All marriages have problems. Here’s a simple, easy way to fight smarter and stay happier.



I’ll start this month’s column with two facts of life that seem at odds. First, relationships—especially marriage and marriage-like partnerships—are good for us and good for our health. When you have a partner who supports you, encourages you, helps you be the best person you can be, and also has sex with you, this is about the most wonderful thing in the world. 
I take that back—it is the most wonderful thing in the world.
Unfortunately, the second fact is that the quality (read: satisfaction, passion, trust, intimacy, etc.) of our relationships declines over time for just about everyone. Once you fall in love with someone and create an enduring bond, that bond starts to come apart. I don’t mean to sound all doom and gloom here, but this is a well-replicated scientific finding. Even among happy couples, relationship quality declines in a systematic fashion over time.
Everyone who has a long-term partner nods their head like crazy when someone states the obvious: “Relationships require work.” If you don’t work hard to maintain the quality of your relationship, the glue keeping you together begins to weaken. Next thing you know, it’s 10 years later and you’re wondering how the hell things got so damn bad.

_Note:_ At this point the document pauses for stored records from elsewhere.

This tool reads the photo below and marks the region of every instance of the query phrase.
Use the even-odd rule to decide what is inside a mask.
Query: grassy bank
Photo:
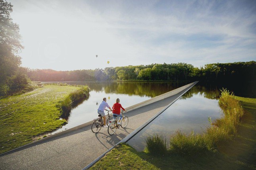
[[[256,169],[256,99],[236,96],[232,96],[232,98],[239,100],[243,106],[244,115],[243,119],[239,119],[241,123],[235,132],[235,134],[231,135],[229,134],[229,137],[225,141],[222,140],[225,138],[221,138],[221,140],[213,145],[216,146],[212,147],[213,149],[209,149],[211,147],[207,147],[201,143],[204,146],[199,147],[198,150],[196,149],[198,147],[192,149],[193,147],[191,145],[190,147],[187,147],[187,151],[192,151],[194,154],[184,154],[177,150],[177,152],[173,150],[171,154],[164,156],[161,154],[154,155],[146,150],[137,152],[131,146],[121,144],[108,153],[90,169]],[[220,123],[217,122],[212,123],[211,127],[213,127],[217,126],[214,123]],[[233,125],[231,126],[231,125]],[[231,124],[226,127],[233,127],[235,125]],[[233,130],[230,130],[232,128],[227,128],[226,132],[233,132]],[[194,141],[194,143],[196,138],[199,138],[192,135],[192,133],[186,135],[187,137],[191,138],[194,136],[192,137],[194,139],[191,140]],[[181,136],[185,138],[186,135],[184,136],[181,134]],[[186,138],[184,140],[189,140]],[[163,149],[165,147],[164,139],[156,138],[154,141],[160,144],[158,146],[160,150],[158,151]],[[188,149],[188,148],[191,149]],[[200,149],[201,148],[204,149],[202,150]]]
[[[0,153],[31,142],[39,135],[66,124],[65,119],[60,119],[64,112],[60,106],[67,105],[60,104],[70,96],[78,96],[74,94],[83,92],[83,95],[88,96],[89,89],[87,86],[46,85],[0,100]],[[69,104],[75,101],[70,99]]]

This second fact about relationships prompts obvious questions: What can we do to keep the passion alive? How can we prevent our relationship problems from worsening and becoming truly corrosive? One answer to this question, of course, is that you can go into therapy. This is all well and good if you have the time and the money, but what if you don’t think your problems warrant therapy? Things aren’t terrible, but they’re not that great, either. What should we do now?
Luckily, there’s a hot-off-the-presses new research study by Eli Finkel and colleagues at Northwestern University that gives us an excellent answer to this question. These researchers have invented a seven-minute writing intervention that stalls the natural decline of marital quality.
Here’s how their study worked. One hundred twenty married couples (married an average of 11 years at the start of the study) completed an internet survey every four months for two years. At the end of the first year, half the couples were randomly assigned to a seven-minute conflict reappraisal intervention. (Reappraisal is fancy word for thinking differently.